In fact, learning how to be of benefit to others, but helping to heal the sick or at least provide comfort to those ailing, this is a spiritual practice. This is the Compassion side of the balance. Sure as a busy nurse, I will rarely if ever get time to meditate in the hospital, but if I am being of benefit to others, while causing very little harm to myself or others, then this is the highest form of right livelihood there is. And this is what I must be doing right now.
So if I were to die tomorrow (knock on wood, hoping that is not the case), I would be fairly content with my life. I yearned and pulled and struggled to get more Wisdom time into my life, I even had the good fortune to be able to attend dozens of Buddhist retreats between 2006 and 2012 (see all my posts in the Dharma category of this blog).

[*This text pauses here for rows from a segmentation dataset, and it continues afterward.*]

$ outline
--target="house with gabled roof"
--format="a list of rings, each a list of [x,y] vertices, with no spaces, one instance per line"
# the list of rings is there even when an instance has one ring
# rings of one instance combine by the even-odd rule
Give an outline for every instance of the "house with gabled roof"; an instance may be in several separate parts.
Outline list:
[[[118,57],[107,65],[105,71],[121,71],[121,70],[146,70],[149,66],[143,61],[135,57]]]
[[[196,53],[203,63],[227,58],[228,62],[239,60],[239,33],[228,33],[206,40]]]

But now I realize that I need more Compassion time. It is time to be present with others, to start a family, and to be a mentor to younger practitioners and sentient beings. Maybe when I am 60 years old, I can do a longer retreat. For now though, get through nursing school, make some money, and do the rarer formal practice on the side, when I can.
Kindness to self means realizing when to practice more Compassion and when to practice more Wisdom. Speaking to a wise spiritual teacher can help you to know which would be better for you on a higher level (many people unfortunately struggle against their heart’s true desires – you see it in almost every spiritual community). And perhaps knowing your astrology chart really well could also shine some light on this fine balancing act.
Thanks for reading and happy holidays!